First, we will check the simplest form, the case where the objective variable was a unit sine wave. Since the explanatory variables are unit sine and unit cosine, it seems to be possible to explain it well without using a neural network.
Here we assume one hidden layer with four nodes.
func_name = 'sin(x)'
hidden_units = [4]
epochs = 1000
train_and_plot(func_name, hidden_units, epochs)
And here is the result.
Not surprisingly, the model is able to train the unit sine wave well.
Sin(2x)
Then, let’s see if the model can learn sin(2x), where the frequency is doubled. The number of nodes in the hidden layer is 16.
func_name = 'sin(2x)'
hidden_units = [16]
epochs = 1000
train_and_plot(func_name, hidden_units, epochs)
And here is the result.
Worked. The model is also learning sin(2x). That is, by repeatedly adding constants to sin(x) and cos(x), multiplying by a constant, and applying Relu, we found that sin(2x) can be obtained.
Sin(5x)
Just to be sure, let’s also look at sin(5x).
func_name = 'sin(5x)'
hidden_units = [16]
epochs = 1000
train_and_plot(func_name, hidden_units, epochs)
And here is the result.
Oh, what a disappointing result…
Actually, this is because the assumption of the universal approximation theorem, “neural network with a sufficiently large hidden layer,” was not satisfied.
To make it sufficiently large, either increasing the number of layers or increasing the number of nodes in the layers is theoretically possible, but in this case, increasing the number of layers is more efficient, so we retried with 2 hidden layers and 16 nodes each.
func_name = 'sin(5x)'
hidden_units = [16, 16]
epochs = 1000
train_and_plot(func_name, hidden_units, epochs)

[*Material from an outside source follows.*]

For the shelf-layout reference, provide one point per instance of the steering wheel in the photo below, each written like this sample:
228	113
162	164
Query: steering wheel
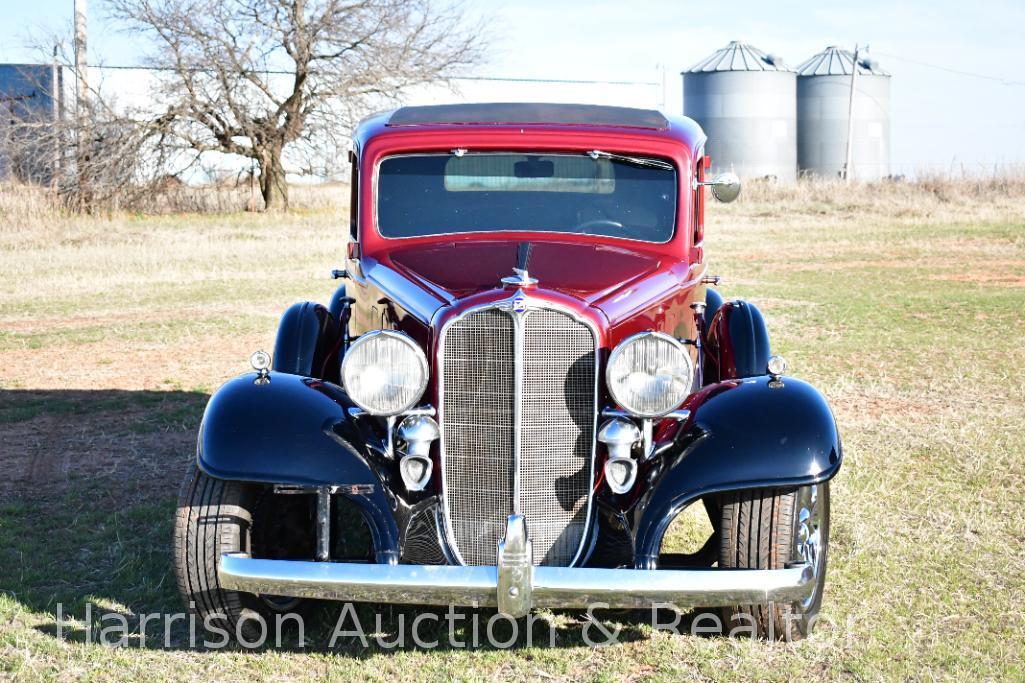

Here is the result this time.
Even high frequencies such as sin(5x) could be generated from sin(x) and cos(x).
Sawtooth wave
Now what if it is a sawtooth wave instead of a sine or cosine wave?
func_name = 'sawtooth'
hidden_units = [32, 32]
epochs = 1000
train_and_plot(func_name, hidden_units, epochs)
This is the result.
In fact, such a worsening of the approximation at discontinuities is also observed in Fourier decomposition and is known as the Gibbs phenomenon. However, in Gibbs phenomenon, the approximation behaves as if it overshoots outward at discontinuities. This result differs in that point.
Staircase wave
What would a staircase function with many discontinuities look like?
func_name = 'step'
hidden_units = [64, 64, 64]
epochs = 1000
train_and_plot(func_name, hidden_units, epochs)
Here is the outcome.
Although the approximation is not very good in some places, the true values are generally reproduced.
Zigzag Staircase
Finally, what if it were a more complex staircase shape?
func_name = 'jigzag_step'
hidden_units = [64, 64, 64]
epochs = 3000
train_and_plot(func_name, hidden_units, epochs)
Here is.
It is still able to reproduce the true value even with complex discontinuous functions.
To be sure, the acyclic function
What we have checked is “Can a neural network with sin(x) and cos(x) as input values approximate a function with arbitrary period 2π? Of course, any function other than periodic functions cannot be approximated by a neural network with sin(x) and cos(x) as input values.
func_name = 'x'
hidden_units = [64]
epochs = 1000
train_and_plot(func_name, hidden_units, epochs)
It goes like this.
It doesn’t work at all, to be sure.
As we have seen, we have confirmed that we can approximate arbitrary periodic functions by using two inputs, sin(x) and cos(x), and a neural network of appropriate complexity. This indicates the possibility of reproducing the periodicity of arbitrary shapes by adding sin(x) and cos(x) to the features of the model when the objective variable is considered to have periodicity. If the objective variable is considered to have periodicity by time of day, by week or day of week, and by year, then we can add sin(x) and cos(x) corresponding to the time of day, sin(x) and cos(x) corresponding to the week or day of week, and sin(x) and cos(x) corresponding to the annual period.